Some investigators have speculated that at this point the group exchanged clothes, those who have grabbed more gave to those who were naked, but this view was not shared by all investigators. However, they managed to lit a fire. Apparently they were still so terrified that they preferred to stay there rather than to go back to the tent. Investigators wondered if the attempts to climb the tree were made to flee or to have visibility to the tent and what was there.
Investigators suggested that at sometime in the night Krivonischenko and Doroshenko died of cold. Dyatlov, Kolmogorova and Slobodin decided that whatever was in the tent, it was preferable compared to white death and decided to return to the tent. None of them managed to reach it and all died of hypothermia.
After their young leader disappeared into the night the other four probably removed any clothing remained on the dead Krivonischenko and Doroshenko and perhaps this is why they both were found worst dressed of all. Probably looking for a shelter, they went to the near glen. Somewhere along the way they felt from a height and this can explain their heavy injuries, although investigators were unable to prove that it was the case. Investigators did not found a place where they could have slipped. According to pathologists Thibeaux-Brignolles died first. A few hours later this happened to Kolevatov and Dubina. Ultimate combination of cold and internal injuries were the cause of death of Zolotarev. It is not clear when tongue of Dubina was removed- before or after her death.

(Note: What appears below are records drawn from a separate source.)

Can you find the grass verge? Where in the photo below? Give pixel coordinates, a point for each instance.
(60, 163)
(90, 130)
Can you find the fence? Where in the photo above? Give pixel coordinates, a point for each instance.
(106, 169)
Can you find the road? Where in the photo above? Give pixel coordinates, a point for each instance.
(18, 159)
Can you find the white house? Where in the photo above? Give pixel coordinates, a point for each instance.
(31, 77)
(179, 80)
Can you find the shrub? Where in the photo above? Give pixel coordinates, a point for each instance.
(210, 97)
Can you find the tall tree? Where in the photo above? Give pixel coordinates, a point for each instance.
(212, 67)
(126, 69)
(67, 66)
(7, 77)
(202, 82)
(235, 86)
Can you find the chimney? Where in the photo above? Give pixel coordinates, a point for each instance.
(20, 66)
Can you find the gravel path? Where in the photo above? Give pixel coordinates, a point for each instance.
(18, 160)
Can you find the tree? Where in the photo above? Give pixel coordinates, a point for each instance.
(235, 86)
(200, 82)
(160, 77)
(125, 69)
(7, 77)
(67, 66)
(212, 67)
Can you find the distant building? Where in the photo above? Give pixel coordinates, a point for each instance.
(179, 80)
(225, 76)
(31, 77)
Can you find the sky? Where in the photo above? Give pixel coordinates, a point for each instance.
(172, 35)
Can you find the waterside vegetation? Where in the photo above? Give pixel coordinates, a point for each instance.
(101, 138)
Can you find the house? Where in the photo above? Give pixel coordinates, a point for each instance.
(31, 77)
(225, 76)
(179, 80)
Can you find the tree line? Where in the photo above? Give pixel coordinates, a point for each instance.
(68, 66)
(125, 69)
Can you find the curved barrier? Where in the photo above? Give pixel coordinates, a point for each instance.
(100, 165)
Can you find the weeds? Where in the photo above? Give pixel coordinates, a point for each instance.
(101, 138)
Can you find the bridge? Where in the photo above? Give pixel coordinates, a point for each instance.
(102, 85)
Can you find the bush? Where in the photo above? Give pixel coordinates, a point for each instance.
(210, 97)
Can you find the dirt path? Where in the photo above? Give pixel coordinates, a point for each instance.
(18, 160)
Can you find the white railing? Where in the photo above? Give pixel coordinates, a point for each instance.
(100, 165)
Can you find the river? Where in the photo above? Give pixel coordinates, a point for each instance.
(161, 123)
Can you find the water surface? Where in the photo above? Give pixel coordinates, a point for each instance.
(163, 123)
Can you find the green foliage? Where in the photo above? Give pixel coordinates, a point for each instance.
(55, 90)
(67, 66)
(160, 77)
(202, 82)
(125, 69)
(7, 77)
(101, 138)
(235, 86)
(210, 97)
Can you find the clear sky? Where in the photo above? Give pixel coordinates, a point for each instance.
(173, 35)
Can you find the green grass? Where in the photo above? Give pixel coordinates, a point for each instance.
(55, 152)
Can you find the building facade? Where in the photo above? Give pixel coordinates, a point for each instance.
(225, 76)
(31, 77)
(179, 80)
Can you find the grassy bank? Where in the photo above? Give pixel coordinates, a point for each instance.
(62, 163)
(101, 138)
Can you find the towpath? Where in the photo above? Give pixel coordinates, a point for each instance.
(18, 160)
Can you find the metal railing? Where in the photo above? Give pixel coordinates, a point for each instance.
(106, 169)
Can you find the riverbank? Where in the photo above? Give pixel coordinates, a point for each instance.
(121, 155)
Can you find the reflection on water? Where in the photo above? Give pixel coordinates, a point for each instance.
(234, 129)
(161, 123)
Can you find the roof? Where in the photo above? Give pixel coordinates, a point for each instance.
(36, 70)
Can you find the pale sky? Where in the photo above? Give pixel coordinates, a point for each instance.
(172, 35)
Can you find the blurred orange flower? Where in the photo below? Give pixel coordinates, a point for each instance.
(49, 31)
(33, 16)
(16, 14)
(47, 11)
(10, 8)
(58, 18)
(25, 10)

The last of the group died less than eight hours after the initial event. Reconstruction of what happened, however, rose more questions than it answered. In May 1959 the investigation of the case was officially closed. The official conclusion is that the nine skiers died from "unknown compelling force". Two major questions are not answered - what was the original event that started the whole series of bad events and what was the exact cause of the injuries of the people. All documents were sent to a secret archive but in the 1990s some of them were declassified.
The Passage where skiers died was renamed to "Dyatlov Pass" in the name of the group leader. Over the next three years after the tragic events it was closed for the public.

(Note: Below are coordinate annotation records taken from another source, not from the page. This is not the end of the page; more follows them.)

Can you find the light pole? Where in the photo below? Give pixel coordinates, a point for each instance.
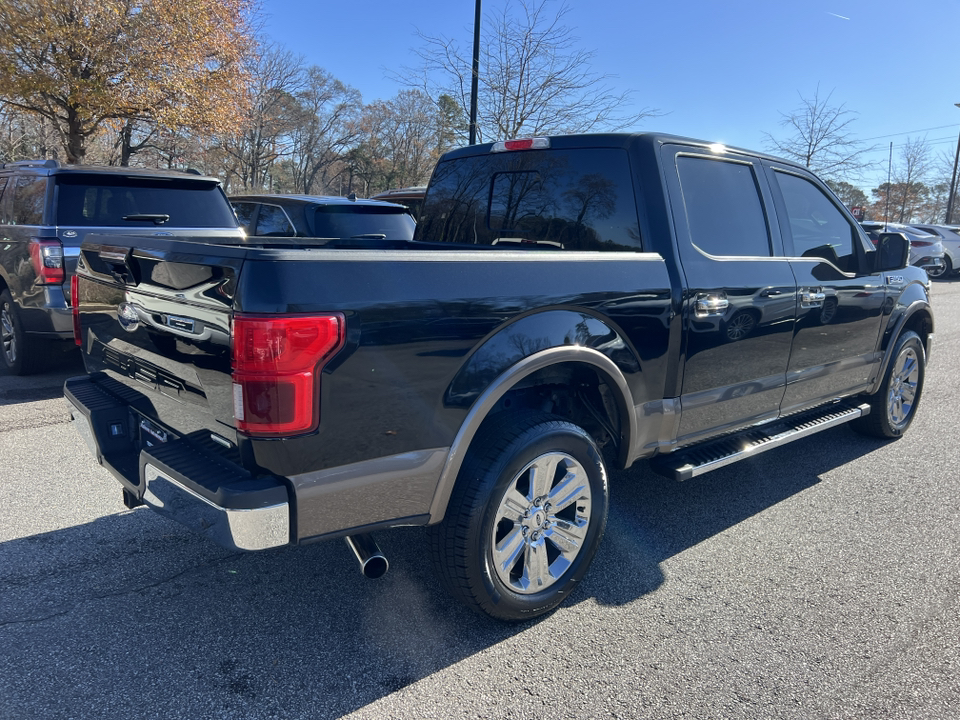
(476, 76)
(953, 181)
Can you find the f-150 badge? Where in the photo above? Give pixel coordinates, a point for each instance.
(128, 317)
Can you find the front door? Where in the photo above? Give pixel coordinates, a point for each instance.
(835, 347)
(741, 296)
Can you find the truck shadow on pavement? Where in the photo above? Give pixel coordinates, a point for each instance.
(46, 385)
(133, 616)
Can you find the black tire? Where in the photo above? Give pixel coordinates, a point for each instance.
(16, 349)
(944, 272)
(496, 497)
(894, 405)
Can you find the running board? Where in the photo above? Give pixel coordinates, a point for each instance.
(699, 459)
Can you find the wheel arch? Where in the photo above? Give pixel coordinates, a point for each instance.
(568, 357)
(918, 317)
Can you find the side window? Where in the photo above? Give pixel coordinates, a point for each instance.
(29, 199)
(273, 221)
(723, 207)
(818, 228)
(244, 212)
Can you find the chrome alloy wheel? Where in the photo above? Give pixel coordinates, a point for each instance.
(903, 386)
(541, 523)
(8, 335)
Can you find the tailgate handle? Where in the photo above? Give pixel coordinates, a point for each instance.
(117, 260)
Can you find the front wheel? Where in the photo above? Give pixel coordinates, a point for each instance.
(17, 349)
(942, 271)
(525, 518)
(894, 405)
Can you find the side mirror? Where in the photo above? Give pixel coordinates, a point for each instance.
(893, 252)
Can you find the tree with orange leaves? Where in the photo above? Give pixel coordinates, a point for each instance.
(81, 63)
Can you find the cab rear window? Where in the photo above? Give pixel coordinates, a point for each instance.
(346, 222)
(99, 201)
(578, 199)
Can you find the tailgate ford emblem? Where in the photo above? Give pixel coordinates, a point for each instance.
(128, 317)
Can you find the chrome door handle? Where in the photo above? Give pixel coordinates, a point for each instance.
(711, 304)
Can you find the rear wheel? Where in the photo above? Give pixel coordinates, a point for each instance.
(525, 518)
(894, 405)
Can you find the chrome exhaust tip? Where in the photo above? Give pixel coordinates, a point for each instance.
(373, 563)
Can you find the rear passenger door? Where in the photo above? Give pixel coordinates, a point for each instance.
(740, 302)
(841, 302)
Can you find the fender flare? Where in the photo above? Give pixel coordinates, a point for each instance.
(503, 384)
(911, 310)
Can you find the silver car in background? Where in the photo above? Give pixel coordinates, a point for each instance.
(926, 250)
(950, 239)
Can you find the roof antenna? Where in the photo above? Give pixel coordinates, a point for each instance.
(886, 211)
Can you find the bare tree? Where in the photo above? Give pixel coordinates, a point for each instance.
(534, 79)
(277, 76)
(326, 127)
(820, 138)
(910, 175)
(400, 141)
(81, 63)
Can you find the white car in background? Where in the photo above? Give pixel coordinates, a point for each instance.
(950, 240)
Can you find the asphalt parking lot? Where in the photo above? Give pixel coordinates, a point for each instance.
(821, 580)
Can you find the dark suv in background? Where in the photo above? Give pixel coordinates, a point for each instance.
(46, 209)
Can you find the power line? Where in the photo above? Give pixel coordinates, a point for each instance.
(908, 132)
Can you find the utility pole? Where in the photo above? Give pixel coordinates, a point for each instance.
(476, 76)
(953, 182)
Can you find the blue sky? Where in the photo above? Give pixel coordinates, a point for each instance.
(720, 71)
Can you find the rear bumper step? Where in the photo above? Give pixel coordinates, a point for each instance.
(179, 478)
(691, 462)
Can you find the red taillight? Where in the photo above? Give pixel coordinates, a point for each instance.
(276, 370)
(47, 259)
(75, 307)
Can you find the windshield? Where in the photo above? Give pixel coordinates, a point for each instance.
(131, 202)
(373, 222)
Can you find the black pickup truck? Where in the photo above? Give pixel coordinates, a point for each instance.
(567, 304)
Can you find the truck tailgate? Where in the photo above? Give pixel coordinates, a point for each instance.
(157, 322)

While the official investigation did not come with any exact conclusion theories are not lacking.
Mansi tribe warriors
At the beginning investigators tented toward the hypothesis that the group was attacked by people from the Siberian Mansi nationality who live in these lands.
It was thought that Mansi people cut the tent (at least until investigators determined that it was cut from inside), they have broken with a rifle heads of Thibeaux-Brignolles and Slobodin and tore off the tongue of Dubina because they were annoyed by her cries. Finally they threw some of the skiers in the glen. Others have died from the cold despite the small fire that they lit.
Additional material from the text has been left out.